Я повернулся налево и подошел к одноэтажному, осевшему вниз зданию, которое когда-то служило убежищем для горстки учителей от толпы невоспитанных, орущих, неутомимо бормочущих, скучающих по дому детей и подростков. Теперь я надеялся, что оно предоставит мне защиту от злобы Юдифи, остального мира и конечно же от себя самого. А возможно, я действительно найду второй выход, наличие которого так яростно оспаривает Карл.

— Вы не беспокойтесь, идите с ней, — бросил я через плечо Карлу, поднимаясь на две ступени к массивной, на мое счастье, лишь прикрытой деревянной двери и открывая ее. Дверь отозвалась ужасающим скрипом древних ржавых петель. — Здесь я и один справлюсь.

Все должно было быть по-другому, однако, когда я зашел в узкий, совершенно темный коридор, находившийся за дверью, мне навстречу ударил порыв воздуха, который был гораздо холоднее, чем тот ветер, который только что дул мне в уши на улице. Я почувствовал, как волоски на моих руках и на моей груди встали дыбом. Я быстро закрыл за собой дверь, чтобы прекратить сквозняк, хотя из-за этого я вообще перестал что-либо видеть. Но гусиная кожа все равно осталась. Я изо всех сил старался не обращать на нее внимания, так же как и на пульсирующую, быстро нарастающую головную боль, и подошел к круто поднимающейся наверх лестнице.

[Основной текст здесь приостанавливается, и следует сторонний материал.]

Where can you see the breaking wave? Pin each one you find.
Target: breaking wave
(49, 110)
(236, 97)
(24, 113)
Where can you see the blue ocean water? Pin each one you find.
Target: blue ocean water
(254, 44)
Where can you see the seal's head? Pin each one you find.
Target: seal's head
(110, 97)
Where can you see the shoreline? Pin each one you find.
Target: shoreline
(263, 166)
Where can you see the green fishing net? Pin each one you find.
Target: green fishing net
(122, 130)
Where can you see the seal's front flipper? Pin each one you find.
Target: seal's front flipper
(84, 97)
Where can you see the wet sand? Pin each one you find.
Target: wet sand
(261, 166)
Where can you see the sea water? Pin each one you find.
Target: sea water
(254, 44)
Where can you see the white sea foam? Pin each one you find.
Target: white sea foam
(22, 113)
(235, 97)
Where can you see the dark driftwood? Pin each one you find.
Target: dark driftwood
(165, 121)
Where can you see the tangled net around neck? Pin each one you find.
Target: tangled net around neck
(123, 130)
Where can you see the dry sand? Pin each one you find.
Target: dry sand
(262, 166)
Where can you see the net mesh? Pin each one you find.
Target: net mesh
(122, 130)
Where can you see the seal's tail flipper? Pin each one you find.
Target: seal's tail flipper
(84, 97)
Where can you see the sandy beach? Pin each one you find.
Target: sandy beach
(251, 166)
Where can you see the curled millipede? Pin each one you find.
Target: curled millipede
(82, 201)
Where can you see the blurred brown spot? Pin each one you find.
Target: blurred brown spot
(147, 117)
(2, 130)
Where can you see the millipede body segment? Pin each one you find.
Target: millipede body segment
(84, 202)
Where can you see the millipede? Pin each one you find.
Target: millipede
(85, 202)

Лестнице? Черт возьми, я совершенно ничего не видел. Мои глаза все еще не привыкли к абсолютной темноте внутри здания, я бы не смог различить пальцы на ладони прямо перед глазами. Ну и откуда, скажите на милость, мне знать, что я подошел именно к лестнице? Откуда мне знать, из какого материала она сделана еще до того, как ее первая ступень заскрипела под моими ногами, а моя рука схватилась за деревянные перила, покрытые небогатой резьбой? Откуда я вообще знал, в каком направлении я должен был повернуться? И почему, собственно, я не сделал того единственно разумного, что мог бы сделать — поискать выключатель, прежде чем ступить на лестницу? И как я мог знать, что ни на первом этаже, ни на втором нет электрического света?

И тем не менее я был совершенно уверен в этом.

Мной овладело тягостное чувство. Точно такое же, как и в подвале внизу; дежавю, только с силой на грани разумного. Это был не первый раз, когда мои ноги ступали по этим ступеням. Я попытался отогнать эту мысль и сосредоточиться на постепенно охватывающей затылок головной боли, но это мне не удалось, хотя боль уже была такая сильная, что мне почти стало дурно. Мое сердце бешено колотилось, когда я медленно, на дрожащих коленях приближался ко второму этажу. Я чувствовал, что у меня на лбу и за ушами выступило множество крохотных капелек холодного пота, которые сливались друг с другом, превращались в более крупные и ручейками стекали по моей шее за шиворот. Я был здесь не впервые.